In fact, she was convalescing at Elberon, a beach resort in New Jersey, when James was shot and killed by Charles Guiteau in July of 1881, just a few short months after they moved into the White House. James had been planning to take the train to visit Lucretia that day, before going on to an event at a college he once attended in Massachusetts.
When Lucretia received word her husband was injured, she raced back to Washington, D.C. via train. The conductor was trying so hard to get her there quickly, the engine broke a piston and the train almost derailed. Lucretia was thrown from her seat, but not injured. She arrived in Washington and went right to James’s bedside, determined to help the doctors heal him. She was willing to do whatever she could do.
James lingered on from his gunshot injury for three months, but ultimately succumbed to it.
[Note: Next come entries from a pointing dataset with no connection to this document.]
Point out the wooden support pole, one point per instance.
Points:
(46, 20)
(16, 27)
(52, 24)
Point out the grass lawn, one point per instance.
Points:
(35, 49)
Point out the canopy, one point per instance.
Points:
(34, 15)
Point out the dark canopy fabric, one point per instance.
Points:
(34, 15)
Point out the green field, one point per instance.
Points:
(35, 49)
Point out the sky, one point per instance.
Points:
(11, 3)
Lucretia was beside herself with grief. She and her children returned to their home in Ohio. She had been First Lady for less than a year.
At home, she led a private life but a busy one. She devoted much time to organizing James’s papers and records regarding his political career, and a wing for them was added to their house. It eventually became his presidential library.
There was much public sympathy for her and her children after what happened to James, and she lived in financial comfort the rest of her life on a $350,000 trust fund that a wealthy financier raised for them.
Lucretia lived almost four decades beyond James. During that time, she attended events held by President Theodore Roosevelt and became a volunteer for the Red Cross during WWI. She died March 14, 1918, and was buried beside James in an above-ground crypt at the James A. Garfield Memorial in Cleveland, Ohio.